We like to believe we’ve evolved past that kind of thinking.

But listen to how we talk:


  • A woman who defies norms? “She’s animalistic.”

  • A child melting down in public? “He’s acting like an animal.”

  • A protest gets loud or fierce? “They’ve gone feral.”


We rarely use animal when someone is soft, generous, grieving, or wise — even though animals do all of those things too.


We’re not just drawing a line between humans and animals.

We’re upholding a moral hierarchy:


Animal = bad.

Human = good.

Unless a human misbehaves — and then we say they’ve become “animal” again.


The False Boundary


Here’s the truth I eventually had to face:


We are animals.

That’s not a degradation.
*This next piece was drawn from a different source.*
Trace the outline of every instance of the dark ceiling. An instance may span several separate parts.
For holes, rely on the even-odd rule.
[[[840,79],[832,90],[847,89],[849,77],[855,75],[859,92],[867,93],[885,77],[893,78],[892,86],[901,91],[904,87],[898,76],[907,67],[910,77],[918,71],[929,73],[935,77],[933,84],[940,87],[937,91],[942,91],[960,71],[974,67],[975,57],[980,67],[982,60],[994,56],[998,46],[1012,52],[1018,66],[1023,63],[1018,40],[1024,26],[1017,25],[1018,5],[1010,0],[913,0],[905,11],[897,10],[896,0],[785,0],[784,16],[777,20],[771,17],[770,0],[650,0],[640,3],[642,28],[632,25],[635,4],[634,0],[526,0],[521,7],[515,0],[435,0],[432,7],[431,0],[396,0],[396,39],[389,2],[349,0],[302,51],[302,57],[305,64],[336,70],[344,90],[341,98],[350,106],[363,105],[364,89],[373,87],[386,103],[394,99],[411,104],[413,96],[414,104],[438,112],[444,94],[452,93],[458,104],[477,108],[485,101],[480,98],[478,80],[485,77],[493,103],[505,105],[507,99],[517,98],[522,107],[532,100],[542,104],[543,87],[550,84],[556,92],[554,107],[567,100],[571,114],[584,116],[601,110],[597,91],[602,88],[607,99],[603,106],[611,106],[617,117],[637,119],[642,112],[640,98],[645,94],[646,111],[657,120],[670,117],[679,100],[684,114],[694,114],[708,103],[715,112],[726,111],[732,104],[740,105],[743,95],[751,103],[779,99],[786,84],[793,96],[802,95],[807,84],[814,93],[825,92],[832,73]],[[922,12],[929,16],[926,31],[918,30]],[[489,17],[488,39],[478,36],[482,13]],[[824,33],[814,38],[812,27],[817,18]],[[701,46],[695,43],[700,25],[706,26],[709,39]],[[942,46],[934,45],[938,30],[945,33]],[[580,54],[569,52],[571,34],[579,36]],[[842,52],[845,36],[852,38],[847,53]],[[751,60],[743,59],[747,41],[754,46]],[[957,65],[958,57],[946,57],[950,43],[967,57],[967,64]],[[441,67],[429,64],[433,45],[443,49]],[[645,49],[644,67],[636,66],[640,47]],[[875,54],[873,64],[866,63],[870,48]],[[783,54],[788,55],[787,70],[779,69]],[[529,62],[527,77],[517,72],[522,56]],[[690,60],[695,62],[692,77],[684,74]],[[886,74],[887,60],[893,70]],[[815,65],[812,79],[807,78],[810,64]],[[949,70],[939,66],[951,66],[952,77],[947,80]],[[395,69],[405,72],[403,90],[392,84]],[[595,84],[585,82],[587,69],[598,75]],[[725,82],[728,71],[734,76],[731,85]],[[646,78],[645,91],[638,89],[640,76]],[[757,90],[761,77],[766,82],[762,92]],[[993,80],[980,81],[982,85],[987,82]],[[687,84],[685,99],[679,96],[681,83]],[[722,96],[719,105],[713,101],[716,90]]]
It’s a grounding.


We breathe, bleed, birth, grieve.

We’re made of the same carbon and water.

We live in bodies shaped by rhythm, instinct, and need.


But we’ve built entire civilizations — religious, economic, political — on the idea that reason is superior to emotion.

That civilization is superior to wildness.

That man is superior to beast.


And in separating ourselves from animals…

we’ve separated ourselves from ourselves.


From our bodies.

From our ecosystems.

From our instincts.

From the rhythms that could keep us in balance.


And the cost of that disconnection is staggering.


Returning to Kinship


To call someone an animal with contempt is to forget that you are one too.


But what if we remembered?


What if being “like an animal” was a compliment?


  • Loyal like a dog.

  • Playful like an otter.

  • Grieving like an elephant.

  • Fierce like a mother bear.

  • Still like a heron.


What if animal meant alive?


What if it meant embedded — in a world of kinship, mercy, and interdependence?


Let’s Reclaim the Word


This blog series isn’t about denying the dark things humans do.

It’s about asking:


What if the horror isn’t because we’re animals…

But because we’ve forgotten that we are?


What opens when we stop rejecting our animality — and start remembering what it was meant to teach us?


This Blog Series Is an Invitation


Not to deny the horror.

But to ask:


What if the horror isn’t because we’re animals…

but because we’ve forgotten that we are?


Let’s walk this remembering together.